Appropriate regulation of gene expression is necessary for correct development and homeostasis of organisms. Different classes of regulatory genomic regions are coordinated to establish the appropriate gene transcriptional programs in every cell. These regulatory elements include, among others, promoters and enhancers [1]. Promoters are non-coding DNA fragments located in the surroundings of a transcriptional start site (TSS) that initiate gene transcription, whereas enhancers are distal non-coding DNA fragments that amplify gene expression [1]. DNA is wrapped around histones to form nucleosomes, which are the basic structural unit of chromatin. Post-translational modifications at histones can affect chromatin function by altering its structure, for example by facilitating or preventing the accessibility of transcription factors (TFs) to certain genomic regions [2]. Distinct histone modifications at regulatory elements are associated with gene activation, such as trimethylation of histone H3 at lysine 4 (H3K4me3) [35], and acetylation of histone H3 at lysine 27 (H3K27ac) [6], or with gene repression, such as trimethylation of histone H3 at lysine 27 (H3K27me3) [7]. In contrast, monomethylation of histone H3 at lysine 4 (H3K4me1) is a histone modification associated with enhancers [8]. Combinations of histone modifications can have synergistic or antagonist effects on gene regulation. Promoters and enhancers are in fact decorated by a particular combination of different histone modifications according to the transcriptional state of their target gene.

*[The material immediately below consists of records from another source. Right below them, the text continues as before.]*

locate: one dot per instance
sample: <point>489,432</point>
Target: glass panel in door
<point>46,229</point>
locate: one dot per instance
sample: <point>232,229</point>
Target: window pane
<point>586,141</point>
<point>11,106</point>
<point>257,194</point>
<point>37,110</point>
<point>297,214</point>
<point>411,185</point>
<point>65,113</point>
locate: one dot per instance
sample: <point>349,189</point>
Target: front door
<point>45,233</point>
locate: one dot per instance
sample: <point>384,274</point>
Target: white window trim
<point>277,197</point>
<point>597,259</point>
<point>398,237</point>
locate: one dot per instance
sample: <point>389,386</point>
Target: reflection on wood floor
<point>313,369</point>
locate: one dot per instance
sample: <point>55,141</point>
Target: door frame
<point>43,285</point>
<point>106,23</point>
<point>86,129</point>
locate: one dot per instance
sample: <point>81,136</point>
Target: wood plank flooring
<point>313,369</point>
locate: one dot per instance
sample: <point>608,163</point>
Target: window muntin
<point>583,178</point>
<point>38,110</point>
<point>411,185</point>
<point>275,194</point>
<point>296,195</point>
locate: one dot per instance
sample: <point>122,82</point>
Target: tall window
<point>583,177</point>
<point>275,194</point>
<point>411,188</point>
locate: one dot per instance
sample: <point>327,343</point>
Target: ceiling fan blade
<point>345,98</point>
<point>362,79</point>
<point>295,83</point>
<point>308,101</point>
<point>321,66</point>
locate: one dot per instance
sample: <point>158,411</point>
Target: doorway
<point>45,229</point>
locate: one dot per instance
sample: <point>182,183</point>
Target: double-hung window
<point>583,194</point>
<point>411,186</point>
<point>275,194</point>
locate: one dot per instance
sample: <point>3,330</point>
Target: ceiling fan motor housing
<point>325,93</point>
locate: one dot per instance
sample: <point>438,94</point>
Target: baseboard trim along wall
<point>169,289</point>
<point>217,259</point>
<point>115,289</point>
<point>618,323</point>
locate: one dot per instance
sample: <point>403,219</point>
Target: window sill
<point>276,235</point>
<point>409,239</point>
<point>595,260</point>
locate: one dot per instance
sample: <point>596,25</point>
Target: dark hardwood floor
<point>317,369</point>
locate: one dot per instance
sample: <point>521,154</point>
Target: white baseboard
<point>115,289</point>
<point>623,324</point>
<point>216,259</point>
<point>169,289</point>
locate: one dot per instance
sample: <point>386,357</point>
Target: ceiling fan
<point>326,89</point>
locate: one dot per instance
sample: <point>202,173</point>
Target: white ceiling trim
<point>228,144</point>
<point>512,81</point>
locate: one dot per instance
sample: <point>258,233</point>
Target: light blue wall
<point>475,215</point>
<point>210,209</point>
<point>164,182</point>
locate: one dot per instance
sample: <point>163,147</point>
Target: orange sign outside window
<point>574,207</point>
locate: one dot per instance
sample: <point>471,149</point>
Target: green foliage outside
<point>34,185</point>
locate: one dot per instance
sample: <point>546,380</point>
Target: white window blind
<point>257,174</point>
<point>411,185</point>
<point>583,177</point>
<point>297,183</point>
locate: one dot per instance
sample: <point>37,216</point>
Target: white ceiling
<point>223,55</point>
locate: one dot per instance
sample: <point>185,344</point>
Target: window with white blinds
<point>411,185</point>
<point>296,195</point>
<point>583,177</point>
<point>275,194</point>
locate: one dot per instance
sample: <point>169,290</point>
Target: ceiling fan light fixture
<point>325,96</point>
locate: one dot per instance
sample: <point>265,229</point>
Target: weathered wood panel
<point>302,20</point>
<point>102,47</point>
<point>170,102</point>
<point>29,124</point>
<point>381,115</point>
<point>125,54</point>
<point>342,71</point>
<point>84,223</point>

Nowadays, RNA-seq is the main technique to assess gene expression levels, while ChIP-seq experiments allow to map histone modifications genome-wide. Indeed, much effort has been made to understand the quantitative relationship between ChIP-seq levels of histone modifications and gene expression in different cellular contexts [915]. However, none of these studies have introduced epigenetic information of enhancers into the modelling for predicting gene expression, but rather have focused only on promoters or gene bodies. Indeed, gene expression has been alternatively modelled using data on chromatin accessibility at promoters in combination to enhancers, together with information about TFs and chromatin remodelers [16]. In this regard, it has been recently shown that including information to the promoter predictive models about chromatin accessibility and the predicted affinity of TF for enhancers can improve the model performance significantly [17]. However, the independent contribution of enhancer and promoter information separately has not been evaluated yet. Although ChIP-seq levels of H3K27ac at enhancers have been modelled with gene expression to (i) obtain predictive models of differential gene expression across tissues and conditions [18], and to (ii) identify enhancer-promoter associations [19], yet to our knowledge, multiple histone modifications exclusively at enhancers have not been used to generate predictive models of gene expression. Therefore, we consider that modelling gene expression from enhancer epigenetic information might help to understand how the contribution to gene expression differs between promoters and enhancers and, more broadly, how enhancers function.

Here, we set out to explore the quantitative relationship between histone modifications and gene expression, focusing on enhancer regions. Our main goal is to decipher which histone modifications correlate with enhancer function. To do so, we asked the following questions: (i) are histone modifications at enhancers predictive of gene expression? (ii) Which histone modifications are more predictive in the enhancer models? (iii) Are the same histone modifications also important for the promoter predictive models? (iv) Is an enhancer predictive model learned in a specific cell type useful to predict gene expression in another one? To address these issues, we developed a novel computational approach based on the combination of chromatin segmentation and linear regression to infer gene expression using ChIP-seq data from histone modifications at enhancers and promoters. To construct proper predictive models, the full spectrum of active and repressed regions is needed. Therefore, we took advantage of mouse embryonic stem cells (ESCs) for which active and repressed regulatory regions can be identified. ESCs contain active enhancers (AEs) and poised (repressed) enhancers (PEs), which respectively coordinate with active promoters (APs) and bivalent (repressed) promoters (BPs) to regulate gene expression [20].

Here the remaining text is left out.